In the Citium cryptosystem, an enemy hacker or a cryptanalyst might be able to intercept a ciphertext (C). There is a critical concept called key equivocation and message equivocation as shown in the diagram below:
The key and message equivocation are a measure for the strength of a cipher system under a ciphertext only attack for the key and message respectively. Key Equivocation and Message Equivocation refer to key strength under known plaintext attacks and key strength under plaintext attacks. The longer the received ciphertext, the greater the probability that the cryptanalyst will discover the secret key or plaintext. The probability of a cryptanalyst successfully deciphering a ciphertext generally increases with the length of the ciphertext. In Citium, the sliced ciphertexts minimize the size of the individual ciphertext so that the strength of the cipher is maximized.
完整性 | Integrity ✓
在資訊安全中，數據完整性是指在整個生命週期內保持並確保數據的準確性和完整性。資訊安全完整性是指數據不能以未經授權或未被發現的方式進行修改，其定義則不要與數據庫中的參考完整性混淆。在西蒂姆(Citum)上傳播的密文碎片是被 ECDSA 算法加密了的。該加密不僅「計算不可解」computationally intractable，而且在很多開源項目（例如Bitcoin）中已經使用了將近二十年。成功的駭客攻擊（無需私鑰對它進行解密）將使任何可能的攻擊者都獲得巨大的利潤。這種現象似乎從未發生過，這是非常好的經驗證據說明它的安全性。

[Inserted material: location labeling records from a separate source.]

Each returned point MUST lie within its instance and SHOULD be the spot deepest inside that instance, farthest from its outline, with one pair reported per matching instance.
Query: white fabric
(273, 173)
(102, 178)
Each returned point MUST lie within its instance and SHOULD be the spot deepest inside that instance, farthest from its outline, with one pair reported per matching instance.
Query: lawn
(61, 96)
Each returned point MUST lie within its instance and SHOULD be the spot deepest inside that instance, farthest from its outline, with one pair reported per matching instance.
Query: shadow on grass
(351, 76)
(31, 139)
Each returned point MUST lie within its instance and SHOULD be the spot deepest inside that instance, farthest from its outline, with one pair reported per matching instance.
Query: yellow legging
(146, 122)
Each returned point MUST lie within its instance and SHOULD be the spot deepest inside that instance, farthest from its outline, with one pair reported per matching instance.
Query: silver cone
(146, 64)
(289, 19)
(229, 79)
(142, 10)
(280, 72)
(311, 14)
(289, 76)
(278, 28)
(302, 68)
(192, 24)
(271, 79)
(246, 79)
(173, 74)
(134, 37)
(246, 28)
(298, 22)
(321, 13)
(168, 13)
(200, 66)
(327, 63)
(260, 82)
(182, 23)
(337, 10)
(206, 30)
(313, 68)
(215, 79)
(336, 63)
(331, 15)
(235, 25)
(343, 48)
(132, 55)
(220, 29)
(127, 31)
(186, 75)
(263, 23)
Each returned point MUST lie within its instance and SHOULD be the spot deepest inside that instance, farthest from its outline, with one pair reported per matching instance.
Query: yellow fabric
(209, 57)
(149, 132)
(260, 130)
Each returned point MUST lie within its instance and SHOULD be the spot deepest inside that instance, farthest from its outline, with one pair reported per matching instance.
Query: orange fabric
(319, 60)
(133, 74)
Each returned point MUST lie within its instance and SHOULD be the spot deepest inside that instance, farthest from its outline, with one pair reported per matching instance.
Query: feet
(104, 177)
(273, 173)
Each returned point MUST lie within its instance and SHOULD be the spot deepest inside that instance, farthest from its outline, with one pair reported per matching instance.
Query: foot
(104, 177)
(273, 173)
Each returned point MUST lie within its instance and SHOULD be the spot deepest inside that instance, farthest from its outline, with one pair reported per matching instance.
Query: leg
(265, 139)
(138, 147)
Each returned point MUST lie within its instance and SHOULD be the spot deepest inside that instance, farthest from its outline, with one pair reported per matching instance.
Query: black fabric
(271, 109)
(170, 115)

In information security, data integrity means maintaining and assuring the accuracy and completeness of data over its entire lifecycle. InfoSec integrity means that data cannot be modified in an unauthorized or undetected manner, and its definition is not to be confused with referential integrity in databases. A ciphertext slice cannot be changed during transit on Citium because it is encrypted by ECDSA (Elliptic Curve Digital Signature Algorithm). It is not only computationally intractable but also has enjoyed almost two decades of usage in open-source projects, such as Bitcoin. A successful hack (deciphering it without a private key) would allow any would-be attacker to make a tremendous amount of profit. The fact that this appears to have never happened is a very good empirical evidence for its security.
No single point of failure (SPOF) can impact the spread of cybertext slices and collection of them through indiscriminate mesh-tree multicast (IMTM).
Fully Decentralization: The majority of the contemporary online application service providers are using some forms of centralized methods (e.g. servers hosted in a datacenter) to structure their user management systems. It means monitoring. Because no matter how vigorously the service providers assert that they are effectively guarding the user information (e.g. email, IPs, username & password) against maladministration or hack, theoretically, they hold the power to modify or delete the information. Therefore, decentralization is absolutely necessary to achieve the level of confidence that one can rule out even theoretical mishaps from happening.